Chapter 1-5: Introduction to Data, Surveys, and Sampling

Survey Design and Data Collection

The speaker emphasizes practical challenges in survey design, especially around respondent burden and data quality.
Avoid asking respondents to perform their own arithmetic in surveys; surveys should be quick and to the point.
Do not mislead respondents with promises like a survey taking only a few minutes if it will actually take longer; honesty about length matters for response quality.
Survey design is itself a field of study; it requires careful planning and can be treated as its own course.
When planning surveys, you must consider how you’ll recruit participants and what population you intend to study.
The right approach is to aim for a census or a carefully constructed sample rather than convenient but biased sampling (e.g., stopping by a random spot to ask passersby).

Population, Census, and Sampling

A census collects data from everyone in the population; historically in the United States, a census is conducted every ten years.
Even censuses face nonresponse and missing data issues; asking every person is often impossible or impractical.
If you cannot survey everyone, you use a sample to represent the population.
The population example often used is broad (e.g., all people in the United States) or narrower (e.g., people in Maine, students at UMS).
The speaker notes that sampling from a specific, unrealistically small or biased group (e.g., just UMS students) will yield results that may not generalize to the broader population.
The Depression-era example: calling only wealthy people for a survey biased voting results; illustrates how sampling frame can skew outcomes.
Census data collection aims to include everyone, but it still faces nonresponse biases and practical barriers.

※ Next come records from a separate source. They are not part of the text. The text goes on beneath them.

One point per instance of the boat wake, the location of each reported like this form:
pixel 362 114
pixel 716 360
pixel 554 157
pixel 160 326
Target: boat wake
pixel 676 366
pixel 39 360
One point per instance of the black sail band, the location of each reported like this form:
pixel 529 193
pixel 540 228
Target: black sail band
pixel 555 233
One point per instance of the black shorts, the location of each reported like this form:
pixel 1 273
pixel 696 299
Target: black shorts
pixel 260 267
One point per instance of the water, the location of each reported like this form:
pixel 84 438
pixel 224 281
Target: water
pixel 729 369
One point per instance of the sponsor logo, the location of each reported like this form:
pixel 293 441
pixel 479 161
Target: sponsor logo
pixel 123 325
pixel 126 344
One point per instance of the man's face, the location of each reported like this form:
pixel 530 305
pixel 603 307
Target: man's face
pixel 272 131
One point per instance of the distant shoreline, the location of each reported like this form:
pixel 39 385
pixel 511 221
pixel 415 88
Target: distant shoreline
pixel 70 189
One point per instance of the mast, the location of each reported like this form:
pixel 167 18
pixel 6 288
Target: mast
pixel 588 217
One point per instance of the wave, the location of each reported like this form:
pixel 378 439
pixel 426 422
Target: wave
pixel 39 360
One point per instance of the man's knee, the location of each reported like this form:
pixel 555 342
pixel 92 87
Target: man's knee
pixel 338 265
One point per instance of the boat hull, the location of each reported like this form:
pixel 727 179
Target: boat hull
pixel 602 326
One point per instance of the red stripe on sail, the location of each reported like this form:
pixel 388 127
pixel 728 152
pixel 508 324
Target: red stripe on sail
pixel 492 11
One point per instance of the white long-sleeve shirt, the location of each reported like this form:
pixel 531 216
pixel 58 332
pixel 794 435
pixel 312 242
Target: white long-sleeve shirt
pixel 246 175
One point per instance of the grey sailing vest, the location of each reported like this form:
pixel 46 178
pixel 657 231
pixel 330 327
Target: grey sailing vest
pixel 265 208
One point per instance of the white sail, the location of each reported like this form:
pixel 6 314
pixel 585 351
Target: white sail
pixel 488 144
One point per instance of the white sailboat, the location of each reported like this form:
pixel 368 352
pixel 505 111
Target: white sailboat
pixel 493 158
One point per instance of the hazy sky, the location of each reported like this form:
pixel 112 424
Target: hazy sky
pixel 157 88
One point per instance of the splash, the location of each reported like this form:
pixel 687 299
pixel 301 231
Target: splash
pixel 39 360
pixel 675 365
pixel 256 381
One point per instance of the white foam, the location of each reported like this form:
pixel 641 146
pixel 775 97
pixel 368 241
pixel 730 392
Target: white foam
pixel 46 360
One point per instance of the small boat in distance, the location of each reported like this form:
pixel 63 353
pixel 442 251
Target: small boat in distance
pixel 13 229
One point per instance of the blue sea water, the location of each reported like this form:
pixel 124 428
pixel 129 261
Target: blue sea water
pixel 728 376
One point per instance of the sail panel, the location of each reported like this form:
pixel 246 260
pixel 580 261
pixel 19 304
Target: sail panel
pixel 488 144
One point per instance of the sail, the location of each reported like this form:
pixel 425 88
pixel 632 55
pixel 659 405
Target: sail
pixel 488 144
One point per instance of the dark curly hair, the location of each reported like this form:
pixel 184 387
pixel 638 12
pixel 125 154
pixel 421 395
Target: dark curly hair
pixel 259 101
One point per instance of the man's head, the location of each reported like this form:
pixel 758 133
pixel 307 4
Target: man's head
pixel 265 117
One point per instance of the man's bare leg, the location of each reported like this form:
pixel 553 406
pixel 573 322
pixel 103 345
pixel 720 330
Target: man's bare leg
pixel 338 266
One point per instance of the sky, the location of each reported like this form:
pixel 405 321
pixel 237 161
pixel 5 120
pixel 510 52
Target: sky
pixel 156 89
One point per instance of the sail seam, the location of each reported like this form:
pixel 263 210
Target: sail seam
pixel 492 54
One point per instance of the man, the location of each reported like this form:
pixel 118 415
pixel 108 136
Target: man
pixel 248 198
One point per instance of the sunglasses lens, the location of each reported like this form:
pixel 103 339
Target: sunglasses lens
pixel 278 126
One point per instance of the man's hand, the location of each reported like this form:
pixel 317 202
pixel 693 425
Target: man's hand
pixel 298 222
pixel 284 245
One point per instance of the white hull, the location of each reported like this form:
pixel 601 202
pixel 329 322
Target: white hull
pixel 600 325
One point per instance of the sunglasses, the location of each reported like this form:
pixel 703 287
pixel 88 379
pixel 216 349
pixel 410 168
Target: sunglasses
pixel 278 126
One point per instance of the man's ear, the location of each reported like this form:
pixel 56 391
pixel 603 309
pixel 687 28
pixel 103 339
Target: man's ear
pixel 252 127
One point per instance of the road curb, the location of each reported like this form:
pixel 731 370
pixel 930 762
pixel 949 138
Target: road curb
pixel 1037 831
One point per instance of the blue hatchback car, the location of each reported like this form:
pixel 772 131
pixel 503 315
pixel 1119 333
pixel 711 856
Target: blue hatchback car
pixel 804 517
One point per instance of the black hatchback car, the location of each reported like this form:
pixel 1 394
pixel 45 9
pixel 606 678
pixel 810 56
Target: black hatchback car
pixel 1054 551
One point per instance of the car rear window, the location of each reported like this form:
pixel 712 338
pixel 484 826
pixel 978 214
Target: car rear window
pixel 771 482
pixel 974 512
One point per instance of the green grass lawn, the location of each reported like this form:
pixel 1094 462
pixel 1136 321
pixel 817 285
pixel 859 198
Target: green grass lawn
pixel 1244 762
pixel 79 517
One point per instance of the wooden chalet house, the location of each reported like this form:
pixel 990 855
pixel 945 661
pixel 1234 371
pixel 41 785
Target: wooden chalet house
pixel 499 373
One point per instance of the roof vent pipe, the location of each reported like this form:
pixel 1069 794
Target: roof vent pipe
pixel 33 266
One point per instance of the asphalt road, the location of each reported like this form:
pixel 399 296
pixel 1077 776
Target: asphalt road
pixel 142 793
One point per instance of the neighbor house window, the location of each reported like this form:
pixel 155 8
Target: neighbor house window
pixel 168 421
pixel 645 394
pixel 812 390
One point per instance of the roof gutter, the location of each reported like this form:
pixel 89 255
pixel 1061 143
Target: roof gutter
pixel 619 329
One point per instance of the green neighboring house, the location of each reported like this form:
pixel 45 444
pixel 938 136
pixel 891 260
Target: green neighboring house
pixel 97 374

Census vs. Sampling and Representativeness

Census: data from every individual in the population; ideal but often infeasible.
Sampling: select a subset of the population to infer about the whole; requires careful design to avoid bias.
The key question: if you can’t survey everybody, how do you get a representative sample?
The standard answer: use a sample with well-defined probabilities of selection to enable generalization.
A common practical goal: design samples so that each member of the population has an equal chance of being selected, and each possible sample of size n has an equal chance of being chosen.
This principle helps ensure that the sample can reflect population characteristics and enable valid inferences.
The speaker mentions a census as a goal but acknowledges its impracticality and the need for sampling methods.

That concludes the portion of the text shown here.